With him, small talk is never just small talk, it usually has some kind of underlying point, and today his intuition was bang on, as I’ve come to expect. I mentioned that I had just been playing in the Flamenco Festival. “And how was that?”
It was super fun, but so taxing! I love pushing the envelop, but all the new material I was learning and practicing had been coming back to haunt me at 3 am.
Every. Single. Night.
By the end of 10 days, I was a cranky, stressed out mess with my 4th cold in 6 months – all because those crazy rhythms would get stuck my brain and wouldn’t leave me to sleep in peace. As I write this, I can still remember exactly what I was working on, which I’m pushing away because I don’t want to start that nasty hamster wheel again.
My acupuncturist told me that he’d read Wayne Gretzky’s biography; that every time Wayne went back to the bench during a game, he’d practice intentionally dropping his heart rate as quickly as possible so he could get into a resting state. This was how he conserved his energy.
My instruction was to do the same thing, except with my mind. I was to play with full focus, but when I was done, to stop. No more allowing my mind to continue practicing and running the music after I’ve put the guitar down. Discipline my mind to drop it!

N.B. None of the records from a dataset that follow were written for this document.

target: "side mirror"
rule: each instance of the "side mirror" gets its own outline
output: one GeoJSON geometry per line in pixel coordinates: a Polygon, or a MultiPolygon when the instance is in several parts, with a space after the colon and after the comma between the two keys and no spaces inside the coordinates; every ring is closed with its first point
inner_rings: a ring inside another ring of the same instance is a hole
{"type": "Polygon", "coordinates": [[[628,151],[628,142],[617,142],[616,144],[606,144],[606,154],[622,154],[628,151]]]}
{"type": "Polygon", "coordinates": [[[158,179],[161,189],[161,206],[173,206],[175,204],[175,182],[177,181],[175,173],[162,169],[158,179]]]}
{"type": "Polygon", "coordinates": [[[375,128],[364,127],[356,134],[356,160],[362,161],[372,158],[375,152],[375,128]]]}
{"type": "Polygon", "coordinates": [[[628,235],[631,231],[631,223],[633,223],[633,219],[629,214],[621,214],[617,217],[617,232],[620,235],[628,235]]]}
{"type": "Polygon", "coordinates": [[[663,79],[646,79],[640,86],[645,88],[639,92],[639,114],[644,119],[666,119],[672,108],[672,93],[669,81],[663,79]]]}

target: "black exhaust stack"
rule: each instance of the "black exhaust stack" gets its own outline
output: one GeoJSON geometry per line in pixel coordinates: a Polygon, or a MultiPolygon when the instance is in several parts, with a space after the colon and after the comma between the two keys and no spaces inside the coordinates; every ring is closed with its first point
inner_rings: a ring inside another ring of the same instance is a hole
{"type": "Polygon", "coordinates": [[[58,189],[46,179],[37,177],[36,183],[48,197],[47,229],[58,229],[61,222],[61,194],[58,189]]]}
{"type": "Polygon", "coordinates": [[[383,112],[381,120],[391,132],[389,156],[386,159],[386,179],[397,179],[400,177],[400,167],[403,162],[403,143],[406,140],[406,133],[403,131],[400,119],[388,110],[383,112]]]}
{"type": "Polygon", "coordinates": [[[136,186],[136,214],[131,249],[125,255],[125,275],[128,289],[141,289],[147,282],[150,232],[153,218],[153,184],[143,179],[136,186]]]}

At first, I hardly played or listened to flamenco music at all. It was amazing to me how strong the habit of just thinking about music could be. The irony was, years earlier I had trained myself to practice mentally as a way of saving my hands from the strain of long hours on the instrument that could be so taxing. The difference is, it was never meant to be done mindlessly.
Now, I needed to adjust again. I would go to dance class and instead of letting the material we had been playing all night turn into ear worms the way it normally did, I practiced dropping it at the end of class. It was really hard, but I was committed; my very sanity depended on learning the skill of choosing what I would think about. Slowly, my ability to sleep through the night returned and I stopped getting sick all the time.
Even though I mastered this at the time, I still have to work on it constantly or it slips away. As for many artistic people, my mind will create incessantly if left to its own devices. I normally have more ideas than I can act on in 10 lifetimes, so the key is choosing the good ones and seeing them through to completion. Dreaming up ideas isn’t the same as creating something in the material world.
It’s hard to believe that thinking can be the biggest expense of energy there is, but I’ve found this to be true. I’ve learned that the sages who invested so much energy in accomplishing the impossible, controlling the mind, I’ve gained access to all the creative energy I have.
Today, I’m able to be productive when I need to be and the rest of the time, I get to be an ordinary human being. Especially where flamenco is concerned, I’m able to enjoy and appreciate it without it having to also feel cursed by it.